Once the Rhine had been crossed, the main focus of the Allied advance was with the 12th US Army Group in the centre, heading in the general direction of Leipzig near the Elbe, with the 21st Army Group covering their left flank and the 6th US Army Group on their right, pushing south towards the Swiss border and Austria. In the centre, the 1st and 9th US Armies enacted a pincer movement and, on the 1st April, cut-off Army Group B in what was to become known as the Ruhr Pocket. Charged with its reduction and elimination, elements of the two armies were combined to form the 15th US Army, which finally accepted the surrender of no less than 29 Generals and 317,000 Germans on the 18th April. Their commander, Feldmarschall Model, once known as the Führer's Fireman for his repeated ability to tidy up disasters and create opportunities from chaos, was faced with one fire that he could not extinguish, and three days later he walked into a wood and shot himself.
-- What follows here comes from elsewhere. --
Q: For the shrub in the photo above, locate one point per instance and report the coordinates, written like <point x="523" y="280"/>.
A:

The Americans, meanwhile, continued the advance on the Elbe, the 9th Army reaching the western bank first on the 11th April.

 

In the North, the 1st Canadian Army crossed the Rhine in Holland and, on the 14th April, avenged an old defeat when they recaptured Arnhem. Thereafter they cut the country in two and, against stiff opposition, drove north to liberate Eastern Holland. The 2nd British Army, meanwhile, continued to push into North-West Germany to cover the American left flank, until they received orders to concentrate their efforts on an advance to the Baltic. Their first elements reached the Elbe, near Hamburg, on the 19th April.

 

In the East, with the overwhelming majority of the remnants of the Wehrmacht opposing them, Marshals Zhukov and Konev, commanding the 1st Belorussian and 1st Ukrainian Fronts respectively, began their assault crossing of the River Oder on the 16th April 1945, each of them racing the other to have the honour of leading the assault on Berlin. Zhukov's progress was uncharacteristically clumsy, relying more on relentless and bloody forward pressure than manoeuvre, yet it was he who won the final nod from Stalin to take the city. The Germans continued to resist fanatically, many in the hope that the Western Allies would arrive before the Russians finally overwhelmed them, unaware that they had halted on the Elbe and had no intention of venturing any further. The fighting continued through the streets of the capital with unceasing ferocity, the defenders becoming fewer and slowly forced back. On the 30th April, weary of moving imaginary armies around the map in his bunker and finally realising that there was no hope, Hitler took cyanide and shot himself. Grand Admiral Doenitz was appointed Führer in his place, and, incredibly at this final stage, the new administration imagined that a negotiated peace was now possible with Hitler gone, but it was quickly made clear to them that nothing short of unconditional capitulation would be acceptable. The guns fell silent in Berlin on the 2nd May, having claimed the lives of 125,000 Germans and over 100,000 Russians, including those fighting on the fronts to the north and south of the city.

 

The final surrender took time to materialise. At his Headquarters, on the 4th May, Field Marshal Montgomery accepted the surrender of all the German forces in the 21st Army Group's area from Admiral von Friedburg, representing the German High Command. Even so, the Allies continued to move towards their final objectives, and it was not until the 7th May that the final surrender was made to General Eisenhower at his Headquarters in Rheims. In the presence of representatives of the United States, Russia, Britain and France, Colonel-General Jodl and Admiral von Friedburg signed an assent to the unconditional surrender of all German forces on all fronts. This came into effect at a minute past midnight on the 8th May. The world celebrated VE Day.